In 2022, then Delegate Kelly sponsored the Abortion Care Access Act, which reduced the standard of medical care by allowing non-physicians to be certified to commit both chemical and surgical abortions through birth. The Act forces taxpayers to pay $3.5 million each year to train this substandard abortion workforce and forces insurance companies to fully fund these abortion procedures.

State regulations attached to the Act recommend an additional $12 million a year be added to the state budget to fully fund this abortion certification program. While Maryland is one of only three states that shields abortionists by failing to report annual abortion data to the Centers for Disease Control, Maryland Right to Life estimates that over 30,000 children are killed through abortion violence each year in Maryland.

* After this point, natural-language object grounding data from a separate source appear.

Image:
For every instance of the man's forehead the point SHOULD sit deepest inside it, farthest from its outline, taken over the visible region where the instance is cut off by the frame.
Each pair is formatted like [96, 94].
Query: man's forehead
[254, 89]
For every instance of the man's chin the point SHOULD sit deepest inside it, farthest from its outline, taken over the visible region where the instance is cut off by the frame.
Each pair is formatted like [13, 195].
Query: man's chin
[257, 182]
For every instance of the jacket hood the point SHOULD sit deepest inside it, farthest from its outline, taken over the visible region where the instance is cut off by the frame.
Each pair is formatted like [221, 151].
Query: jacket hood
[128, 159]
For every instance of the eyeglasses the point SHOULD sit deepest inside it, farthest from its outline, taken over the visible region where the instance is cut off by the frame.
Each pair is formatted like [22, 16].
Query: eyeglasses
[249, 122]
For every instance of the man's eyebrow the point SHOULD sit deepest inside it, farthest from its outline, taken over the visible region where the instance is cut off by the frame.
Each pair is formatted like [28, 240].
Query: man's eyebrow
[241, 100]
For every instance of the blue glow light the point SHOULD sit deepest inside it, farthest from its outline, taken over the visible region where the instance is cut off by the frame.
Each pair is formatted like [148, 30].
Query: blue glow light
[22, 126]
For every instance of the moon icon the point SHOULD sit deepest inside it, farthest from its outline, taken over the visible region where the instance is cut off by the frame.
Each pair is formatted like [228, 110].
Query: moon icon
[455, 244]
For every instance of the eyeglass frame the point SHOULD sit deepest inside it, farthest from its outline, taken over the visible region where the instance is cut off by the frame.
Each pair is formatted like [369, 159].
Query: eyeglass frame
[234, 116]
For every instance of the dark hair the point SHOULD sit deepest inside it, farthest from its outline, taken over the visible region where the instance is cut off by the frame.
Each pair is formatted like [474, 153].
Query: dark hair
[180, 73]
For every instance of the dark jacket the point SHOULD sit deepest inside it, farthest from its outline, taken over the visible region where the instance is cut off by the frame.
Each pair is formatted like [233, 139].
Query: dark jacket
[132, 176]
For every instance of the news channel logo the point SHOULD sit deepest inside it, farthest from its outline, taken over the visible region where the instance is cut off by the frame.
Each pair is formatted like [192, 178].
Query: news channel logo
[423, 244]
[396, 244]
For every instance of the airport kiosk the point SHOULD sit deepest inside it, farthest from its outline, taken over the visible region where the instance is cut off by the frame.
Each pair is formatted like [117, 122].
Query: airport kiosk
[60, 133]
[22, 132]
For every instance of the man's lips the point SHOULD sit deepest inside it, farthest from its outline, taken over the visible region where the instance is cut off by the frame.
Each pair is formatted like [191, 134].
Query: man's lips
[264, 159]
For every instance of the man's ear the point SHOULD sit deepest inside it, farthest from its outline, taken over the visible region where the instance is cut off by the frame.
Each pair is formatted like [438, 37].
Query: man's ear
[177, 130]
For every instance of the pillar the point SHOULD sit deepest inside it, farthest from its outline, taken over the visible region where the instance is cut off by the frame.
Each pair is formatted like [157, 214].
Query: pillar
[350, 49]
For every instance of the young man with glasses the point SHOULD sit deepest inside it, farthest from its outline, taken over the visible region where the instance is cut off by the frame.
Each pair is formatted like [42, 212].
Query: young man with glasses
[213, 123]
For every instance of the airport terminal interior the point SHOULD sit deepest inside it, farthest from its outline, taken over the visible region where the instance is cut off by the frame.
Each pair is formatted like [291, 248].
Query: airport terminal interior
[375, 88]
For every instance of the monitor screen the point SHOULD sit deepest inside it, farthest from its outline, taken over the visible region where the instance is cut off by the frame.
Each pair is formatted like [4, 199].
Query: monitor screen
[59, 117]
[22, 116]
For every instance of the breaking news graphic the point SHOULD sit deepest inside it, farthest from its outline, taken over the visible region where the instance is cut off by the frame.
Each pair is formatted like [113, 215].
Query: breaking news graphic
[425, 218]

Abortion blood money is fueling political campaigns. In fact, the nation’s three leading abortion organizations reported spending $1.5 million to help Democrat candidates win 2022 midterm elections. 60% of Maryland Democrat lawmakers were endorsed in the previous election by the National Abortion Rights Action League (NARAL).

In a press conference last January, MDRTL’s Laura Bogley warned Marylanders that by enacting the abortion amendment, “Maryland will no longer be known as the Free State, but the Free Abortion State.” She challenged Governor Moore to find solutions for childhood poverty that don’t include killing poor children.

With pro-life legislators outnumbered three to one in the Maryland General Assembly, a legislative solution may be unlikely in Maryland. But pro-life advocates have demonstrated tenacity in the face of seemingly insurmountable odds and are fully committed to providing essential support to women and families in need.

It is important to note that while the term “reproductive freedom” is not defined in Maryland law, the bill sponsors say it would include new rights broader than abortion rights.